Sono al contrario i racconti di uno scrittore che modernamente traduce le sue radici antiche, espressione di un modo diverso di guardare la realtà: che la vita è scoperta di un segreto, oppure nulla, illusione; che il mondo che appare è l’epifenomeno di un mistero, destinato a svanire quando questo è svelato. Che è il mare, l’acqua, il liquido la memoria del mondo, la base stabile di tutto ciò che è solido.

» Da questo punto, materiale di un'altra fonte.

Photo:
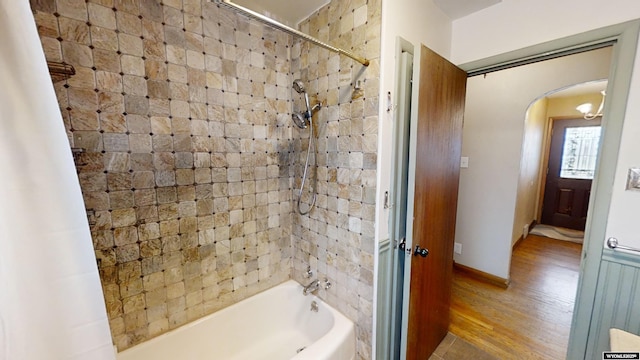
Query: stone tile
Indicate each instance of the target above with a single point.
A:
(102, 16)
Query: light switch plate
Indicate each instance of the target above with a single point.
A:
(464, 162)
(633, 179)
(457, 248)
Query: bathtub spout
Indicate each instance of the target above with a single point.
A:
(311, 288)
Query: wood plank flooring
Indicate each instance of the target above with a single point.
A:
(530, 319)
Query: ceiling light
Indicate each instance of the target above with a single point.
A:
(585, 108)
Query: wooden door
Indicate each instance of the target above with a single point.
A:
(572, 158)
(435, 150)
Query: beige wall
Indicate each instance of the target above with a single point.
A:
(528, 181)
(493, 140)
(566, 106)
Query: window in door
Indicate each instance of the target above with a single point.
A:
(580, 152)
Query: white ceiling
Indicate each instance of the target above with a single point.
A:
(456, 9)
(293, 12)
(285, 11)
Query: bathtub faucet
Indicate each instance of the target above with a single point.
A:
(311, 288)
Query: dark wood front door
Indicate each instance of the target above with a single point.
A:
(438, 140)
(572, 158)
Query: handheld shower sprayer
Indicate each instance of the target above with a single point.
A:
(302, 120)
(298, 86)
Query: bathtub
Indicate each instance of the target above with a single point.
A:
(275, 324)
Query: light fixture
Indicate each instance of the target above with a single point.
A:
(585, 108)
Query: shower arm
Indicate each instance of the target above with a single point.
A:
(248, 12)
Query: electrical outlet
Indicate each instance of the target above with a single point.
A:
(457, 248)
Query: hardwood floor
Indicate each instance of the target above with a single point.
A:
(530, 319)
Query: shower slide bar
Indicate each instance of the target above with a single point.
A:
(250, 13)
(612, 243)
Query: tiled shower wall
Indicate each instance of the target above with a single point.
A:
(337, 237)
(179, 115)
(179, 118)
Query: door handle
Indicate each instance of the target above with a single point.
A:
(403, 246)
(420, 251)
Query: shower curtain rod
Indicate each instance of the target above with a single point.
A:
(288, 29)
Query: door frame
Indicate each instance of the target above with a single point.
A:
(625, 39)
(546, 141)
(389, 331)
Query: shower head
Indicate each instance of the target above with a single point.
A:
(299, 120)
(298, 86)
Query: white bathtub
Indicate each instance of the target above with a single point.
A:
(271, 325)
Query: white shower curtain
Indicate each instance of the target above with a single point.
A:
(51, 302)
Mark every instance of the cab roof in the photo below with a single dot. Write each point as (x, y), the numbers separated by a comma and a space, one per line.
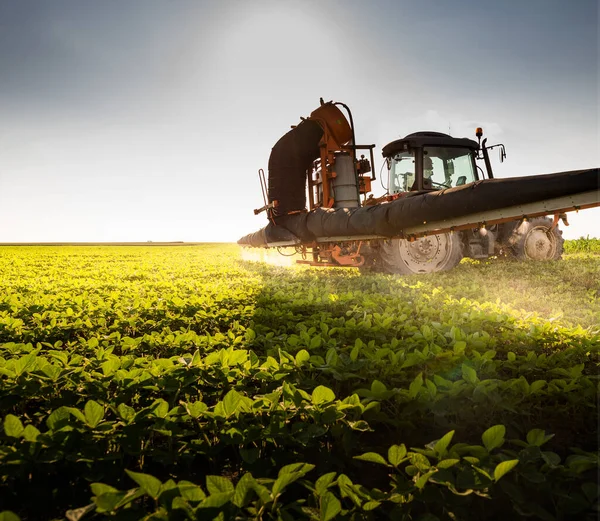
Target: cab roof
(428, 138)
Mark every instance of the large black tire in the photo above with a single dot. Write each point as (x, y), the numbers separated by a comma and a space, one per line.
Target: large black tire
(425, 255)
(536, 240)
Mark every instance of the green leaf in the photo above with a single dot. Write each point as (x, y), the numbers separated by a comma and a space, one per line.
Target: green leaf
(330, 507)
(494, 437)
(315, 342)
(244, 487)
(447, 463)
(231, 402)
(149, 484)
(13, 426)
(504, 467)
(77, 513)
(101, 488)
(469, 374)
(322, 394)
(283, 481)
(108, 501)
(420, 483)
(459, 347)
(190, 491)
(323, 482)
(415, 386)
(301, 468)
(302, 357)
(94, 413)
(396, 454)
(219, 485)
(538, 437)
(537, 386)
(125, 412)
(373, 457)
(216, 501)
(441, 445)
(378, 387)
(31, 433)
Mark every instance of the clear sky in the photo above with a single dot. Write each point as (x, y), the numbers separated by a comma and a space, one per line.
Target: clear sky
(148, 120)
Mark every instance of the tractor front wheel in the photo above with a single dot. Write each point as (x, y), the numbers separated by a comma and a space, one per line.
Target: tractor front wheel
(536, 239)
(425, 255)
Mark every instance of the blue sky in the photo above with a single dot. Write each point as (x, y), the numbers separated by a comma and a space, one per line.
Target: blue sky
(148, 120)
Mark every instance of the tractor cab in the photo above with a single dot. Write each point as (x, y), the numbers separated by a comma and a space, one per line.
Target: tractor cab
(430, 161)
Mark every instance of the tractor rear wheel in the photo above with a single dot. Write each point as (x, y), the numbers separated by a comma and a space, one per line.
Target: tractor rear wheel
(536, 239)
(425, 255)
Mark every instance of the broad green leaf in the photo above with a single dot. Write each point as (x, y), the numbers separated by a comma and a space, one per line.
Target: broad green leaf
(125, 412)
(302, 357)
(243, 488)
(108, 501)
(447, 463)
(396, 454)
(330, 507)
(149, 484)
(217, 500)
(101, 488)
(190, 491)
(504, 467)
(494, 437)
(31, 433)
(13, 426)
(422, 480)
(538, 437)
(322, 394)
(231, 402)
(537, 386)
(415, 386)
(94, 413)
(441, 445)
(315, 342)
(459, 347)
(283, 481)
(373, 457)
(469, 374)
(420, 461)
(218, 485)
(323, 482)
(301, 468)
(371, 505)
(73, 411)
(77, 513)
(378, 387)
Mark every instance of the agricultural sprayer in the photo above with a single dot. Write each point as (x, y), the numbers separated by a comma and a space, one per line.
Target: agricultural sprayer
(443, 202)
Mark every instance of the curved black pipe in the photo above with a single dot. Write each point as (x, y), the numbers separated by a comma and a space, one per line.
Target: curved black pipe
(290, 158)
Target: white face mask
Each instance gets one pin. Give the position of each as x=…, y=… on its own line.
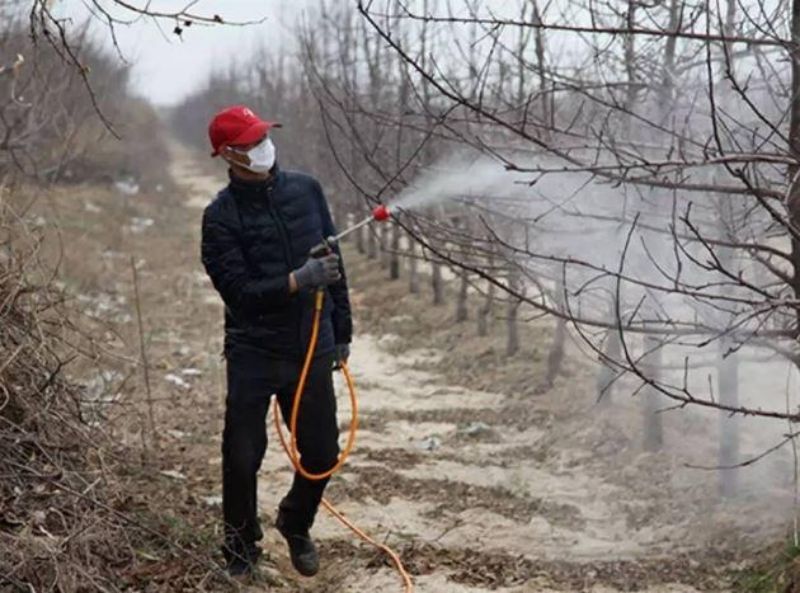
x=262, y=157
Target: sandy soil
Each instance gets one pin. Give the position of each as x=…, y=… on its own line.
x=480, y=485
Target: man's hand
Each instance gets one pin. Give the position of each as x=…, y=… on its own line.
x=342, y=354
x=316, y=272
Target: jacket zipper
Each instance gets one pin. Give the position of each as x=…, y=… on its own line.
x=288, y=256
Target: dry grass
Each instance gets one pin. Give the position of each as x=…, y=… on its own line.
x=82, y=500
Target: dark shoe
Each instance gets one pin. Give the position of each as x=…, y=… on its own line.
x=240, y=563
x=305, y=557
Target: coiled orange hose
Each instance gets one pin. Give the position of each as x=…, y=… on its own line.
x=290, y=447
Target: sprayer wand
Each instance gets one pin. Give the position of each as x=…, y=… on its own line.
x=379, y=213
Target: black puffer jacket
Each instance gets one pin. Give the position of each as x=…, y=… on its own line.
x=254, y=235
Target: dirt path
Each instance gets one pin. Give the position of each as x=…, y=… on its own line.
x=480, y=491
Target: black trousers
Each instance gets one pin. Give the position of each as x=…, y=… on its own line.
x=252, y=379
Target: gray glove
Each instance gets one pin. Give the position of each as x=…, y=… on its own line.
x=342, y=353
x=318, y=272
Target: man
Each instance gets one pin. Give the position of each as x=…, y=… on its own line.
x=256, y=239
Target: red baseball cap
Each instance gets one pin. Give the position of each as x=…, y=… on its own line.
x=237, y=125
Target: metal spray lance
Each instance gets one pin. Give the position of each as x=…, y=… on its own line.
x=379, y=214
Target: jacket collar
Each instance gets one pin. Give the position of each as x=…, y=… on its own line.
x=254, y=189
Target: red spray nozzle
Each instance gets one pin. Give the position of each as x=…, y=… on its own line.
x=381, y=213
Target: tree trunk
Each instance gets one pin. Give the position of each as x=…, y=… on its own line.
x=413, y=267
x=728, y=381
x=394, y=256
x=653, y=426
x=485, y=311
x=512, y=341
x=372, y=244
x=360, y=241
x=437, y=283
x=607, y=374
x=461, y=302
x=512, y=309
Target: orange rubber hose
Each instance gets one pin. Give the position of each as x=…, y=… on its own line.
x=290, y=448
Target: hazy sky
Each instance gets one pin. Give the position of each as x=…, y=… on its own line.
x=166, y=68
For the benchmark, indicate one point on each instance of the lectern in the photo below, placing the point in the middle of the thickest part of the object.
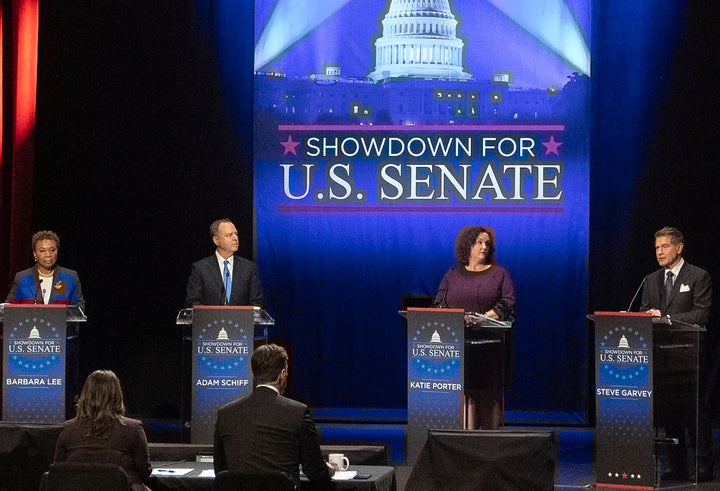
(641, 364)
(438, 341)
(222, 340)
(40, 362)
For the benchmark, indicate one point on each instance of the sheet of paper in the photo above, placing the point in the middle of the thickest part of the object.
(344, 475)
(170, 471)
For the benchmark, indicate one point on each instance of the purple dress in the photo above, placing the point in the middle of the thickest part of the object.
(488, 366)
(478, 291)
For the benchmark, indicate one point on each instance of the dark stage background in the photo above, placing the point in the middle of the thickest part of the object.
(136, 155)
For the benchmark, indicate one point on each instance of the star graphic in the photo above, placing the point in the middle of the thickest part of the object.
(552, 146)
(290, 146)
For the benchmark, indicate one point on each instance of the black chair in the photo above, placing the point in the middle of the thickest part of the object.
(71, 476)
(253, 481)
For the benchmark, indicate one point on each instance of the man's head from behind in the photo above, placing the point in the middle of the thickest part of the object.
(269, 366)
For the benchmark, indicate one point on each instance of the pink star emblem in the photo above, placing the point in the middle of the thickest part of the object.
(290, 146)
(552, 146)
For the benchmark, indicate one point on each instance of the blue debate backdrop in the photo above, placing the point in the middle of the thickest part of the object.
(379, 133)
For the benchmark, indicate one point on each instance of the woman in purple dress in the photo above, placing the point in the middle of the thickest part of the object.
(478, 285)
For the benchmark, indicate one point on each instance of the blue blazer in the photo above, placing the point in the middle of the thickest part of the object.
(65, 288)
(205, 285)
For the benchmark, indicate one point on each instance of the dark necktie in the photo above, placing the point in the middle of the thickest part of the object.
(668, 286)
(228, 282)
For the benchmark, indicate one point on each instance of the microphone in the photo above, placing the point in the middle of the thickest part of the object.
(636, 293)
(40, 292)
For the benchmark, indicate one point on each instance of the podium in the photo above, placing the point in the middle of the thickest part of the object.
(438, 343)
(643, 367)
(40, 362)
(221, 341)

“Il Nuovo mondo” assomiglia a Granada
Il libro è una serie di racconti di rara bellezza che uniscono tutte le culture ed i luoghi del mondo grazie a quel realismo magico tanto caro sia agli autori del “mondo islamico” quanto a quelli dell’America latina; non a caso il primo testo si potrebbe dire un vero e proprio omaggio a quello che fu ed è il mondo arabo in questo emisfero. In questi giorni vi ho spesso parlato del probabile arrivo degli Arabi e dei Mori sulle coste americane più o meno in concomitanza con i conquistadores, e questo primo racconto parte proprio da lì. Seguendo la rotta di una spedizione portoghese, ci addentreremo in quello che fu il primissimo impatto del Vecchio continente nel Nuovo, andando ad assaporare atmosfere molto particolari. I nuovi arrivati, infatti, si ritroveranno in una terra loro completamente sconosciuta, dovendo fare i conti con luoghi e popoli misteriosi e ricchi d’insidie.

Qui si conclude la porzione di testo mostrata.